Most sub-Saharan countries, however, would gladly switch places with Nigeria or Gabon. Following its worst-ever peanut harvest in 1980, Senegal found that its 1981 exports covered only about half its vital imports, especially food and petroleum goods.
Malawi and Sudan have both reEently requested similar debt relief, and many banking experts expect countries like Madagascar, Tanzania, and Zambia to have little choice but to do the same in the near future. International bankers hold out little hope that Zaire will remain current with its multibillion dollar debt - already rescheduled several years ago. At least some say Ivory Coast, once the ''miracle of Africa'' will not be able to avoid some sort of restructuring of its $5 billion plus debt.

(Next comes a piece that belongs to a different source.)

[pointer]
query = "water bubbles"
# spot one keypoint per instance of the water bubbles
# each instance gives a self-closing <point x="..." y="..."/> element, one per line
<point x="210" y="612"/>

Despite a clear need for more help from the West, Africans are likely to get less in coming years, according to both bankers and international officials. The World Bank report acknowledged that the US and Britain had reduced multilateral aid, and that the overall trend in aid would not keep pace with the need.
Bankers, alarmed at slowing growth rates, low commodity prices, and ballooning debts of many sub-Saharan countries, have imposed tighter lending criteria and in many cases raised commissions and interest rates on the loans they do approve.
With neither an increase in aid nor an economic turnaround in the offing, sub-Saharan Africa may fulfill what the United Nations Economic Commission for Africa called a ''worst case'' scenario at the economic summit of the OAU in Lagos in 1980. The UN group said that without a change in economic conditions - better then than they are now - the 50-member OAU might have only about 14 economically functioning members by the turn of the century.